Member of the Virginia House of Delegates for Henry County
- In office May 5, 1777 – 1787 Serving with Abram Penn
- Preceded by: position created
- Succeeded by: Peter Saunders

Personal details
- Born: circa 1719 County Antrim, Northern Ireland or Dumfriesshire, Scotland
- Died: August 3, 1791 Franklin County, Virginia
- Spouse: Elizabeth Perkins Letcher
- Relations: Samuel Hairston (brother); Robert Hairston (grandson), George Hairston(grandson); George Hairston Jr.(great-grandson);
- Children: 10 including George Hairston, Samuel Hairston

= Robert Hairston =

American politician

Robert Hairston (1717—August 3, 1791) was an Scotch-Irish 18th century settler who became a planter, politician, and military officer in Virginia and served in the initial session of the Virginia House of Delegates representing Henry County.

==Family life==
His father Peter Hairston, who was Presbyterian and probably Scots-Irish, had immigrated with his family from northern Ireland (or possibly Scotland) to Pennsylvania about 1728, probably escaping a drought. With his wife Agnes, he established (and moved their family from) three homes in different Pennsylvania counties in Pennsylvania before taking the Great Wagon Road south to Virginia circa 1739 and establishing a farm in what was then Goochland County (but later became Albemarle County). The family included at least two daughters (one of whom died at sea and the other of whom ultimately moved to Kentucky) and three sons: Andrew (circa 1716-Apr.1782), Samuel (circa 1722-Jun.1782) and this Robert.

==Career==
===Planter===
Robert Hairston established a home in what became Henry county that he called "Marrowbone plantation". The plantation house may have been built around 1775–1776, and was passed down to his son George, and remained in the family for the next five generations, until 1881. Other accounts say that Marrowbone plantation was constructed in 1759, in the part of Pittsylvania County, Virginia, which later became Henry County, and one historian claims the house was built in 1749. Yet another states that when Franklin County was formed, Hairston's Pigg River home was no longer in Henry County, so Hairston became a member of its first court.

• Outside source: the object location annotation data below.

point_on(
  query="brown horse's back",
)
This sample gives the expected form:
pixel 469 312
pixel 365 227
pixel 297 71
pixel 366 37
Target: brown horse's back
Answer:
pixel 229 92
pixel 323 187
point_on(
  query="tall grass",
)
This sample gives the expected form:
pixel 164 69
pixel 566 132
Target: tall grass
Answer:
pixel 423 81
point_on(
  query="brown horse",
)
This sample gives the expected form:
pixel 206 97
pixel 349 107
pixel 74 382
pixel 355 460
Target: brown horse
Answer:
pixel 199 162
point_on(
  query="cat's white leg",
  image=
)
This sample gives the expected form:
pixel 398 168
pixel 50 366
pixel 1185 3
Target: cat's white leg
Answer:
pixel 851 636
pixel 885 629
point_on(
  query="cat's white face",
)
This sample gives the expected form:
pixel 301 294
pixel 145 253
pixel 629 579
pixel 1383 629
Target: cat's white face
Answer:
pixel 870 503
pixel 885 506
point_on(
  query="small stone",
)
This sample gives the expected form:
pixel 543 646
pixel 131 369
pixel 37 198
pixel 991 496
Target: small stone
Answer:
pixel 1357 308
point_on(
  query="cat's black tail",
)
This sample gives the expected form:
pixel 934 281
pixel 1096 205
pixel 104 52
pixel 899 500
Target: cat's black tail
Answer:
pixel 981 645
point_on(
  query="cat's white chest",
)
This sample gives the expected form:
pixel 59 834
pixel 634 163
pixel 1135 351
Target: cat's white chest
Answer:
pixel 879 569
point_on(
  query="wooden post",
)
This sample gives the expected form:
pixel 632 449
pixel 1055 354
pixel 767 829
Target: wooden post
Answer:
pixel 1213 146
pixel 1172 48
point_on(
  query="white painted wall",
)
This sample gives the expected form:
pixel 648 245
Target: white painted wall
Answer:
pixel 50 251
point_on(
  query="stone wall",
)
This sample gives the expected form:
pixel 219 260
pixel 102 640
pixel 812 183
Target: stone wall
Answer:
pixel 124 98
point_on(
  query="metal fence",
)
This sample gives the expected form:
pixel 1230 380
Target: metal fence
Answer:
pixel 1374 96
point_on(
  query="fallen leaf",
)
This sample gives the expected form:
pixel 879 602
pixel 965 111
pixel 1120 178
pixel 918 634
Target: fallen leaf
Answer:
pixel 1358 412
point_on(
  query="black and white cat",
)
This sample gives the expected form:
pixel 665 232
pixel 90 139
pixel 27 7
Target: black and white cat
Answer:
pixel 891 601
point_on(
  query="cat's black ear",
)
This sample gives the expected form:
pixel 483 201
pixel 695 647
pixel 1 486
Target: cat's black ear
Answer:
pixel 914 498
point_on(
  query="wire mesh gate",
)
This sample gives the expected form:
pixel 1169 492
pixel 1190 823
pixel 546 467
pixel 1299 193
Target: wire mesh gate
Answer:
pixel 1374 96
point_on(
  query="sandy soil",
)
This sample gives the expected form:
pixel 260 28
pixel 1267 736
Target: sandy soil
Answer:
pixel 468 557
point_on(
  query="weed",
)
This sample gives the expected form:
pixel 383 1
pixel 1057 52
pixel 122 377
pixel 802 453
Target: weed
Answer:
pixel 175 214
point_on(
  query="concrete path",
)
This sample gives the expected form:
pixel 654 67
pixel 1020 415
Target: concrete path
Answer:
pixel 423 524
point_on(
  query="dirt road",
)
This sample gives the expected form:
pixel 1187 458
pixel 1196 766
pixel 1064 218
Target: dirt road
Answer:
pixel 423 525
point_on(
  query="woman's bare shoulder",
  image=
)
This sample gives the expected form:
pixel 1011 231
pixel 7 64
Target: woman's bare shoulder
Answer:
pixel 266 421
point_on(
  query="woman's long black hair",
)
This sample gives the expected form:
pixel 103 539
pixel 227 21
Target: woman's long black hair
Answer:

On the various farms and holdings the family owned, by the end of the 18th century he also owned nineteen slaves. In 1791, Robert Hairston owned 1,684 acres of land.

===Military officer===
During the French and Indian War of 1754–1763, Robert Hairston began his career as a militia officer, first commissioned as an ensign in 1754, then rising to lieutenant in the Bedford County militia in 1758 and accepting a commission as its captain dated May 28, 1759.

During the American Revolution, Hairston also served as county sheriff, as well as captain of the local militia company, with his eldest son George Hairston as his lieutenant. During the American Revolution, he served as a militia captain, Both his eldest sons, Colonel George Hairston and Colonel Samuel Hairston, achieved even higher ranks in the Continental army.

===Politician===
With significant landholdings in several counties, and because counties divided and became two or more counties, Robert Hairston served in several locales as a justice of the peace (the justices of the peace jointly administering the county in that era, and sometimes being called "judges" despite limited jurisdiction). He was a Judge in Pittsylvania County, Virginia in 1775, and Henry County in 1778, and Franklin County in 1785. In 1786, Hairston was man with the third highest tax payment in Franklin County, Virginia. A local Justice of the Peace, Harrison took the oath of allegiance to the revolution in 1776, and previously had received his commission from Thomas Nelson, Jr. appointing him the "High sheriff" of Henry County.

Bedford County, Virginia voters elected his brother Samuel Hairston, also an active militia officer, to the Virginia House of Burgesses in 1758. Hairston served in the House of Delegates of the Virginia General Assembly in the May 5, to June 28, 1777, and October 20 to January 24, 1778, Sessions with the other Henry county representative, Abram Penn.

==Death and burial==
Robert Hairston died in 1791 in Franklin County at farm called "Runnett Bag". His widow Ruth Stovall Hairston survived him by nearly two decades, before her death in 1808. At the time of his death in 1791, Hairston owned 1,684 acres of land and twenty-two slaves. He was one of the richest men in Franklin County, and after all his bequests were distributed, his estate was worth £499.1.6 (499 pounds, one shilling, sixpence). Like most families of this age in the Virginia Piedmont, the estate consisted mostly of land and slaves, although he also had a silver watch. Much of his land had already been given to his children before his death, and each daughter specifically had been given a farm in their own names. "Hairston endowed each of his daughters- as did most fathers who were able to do so- with her own estate to control independently of her present or future husband."

Robert and his wife Ruth are probably interred under the waters of the present day Philpott Dam, which was completed in 1952. Philpott Lake covered 19 cemeteries, and although their headstones were relocated to high ground, their remains were not disinterred.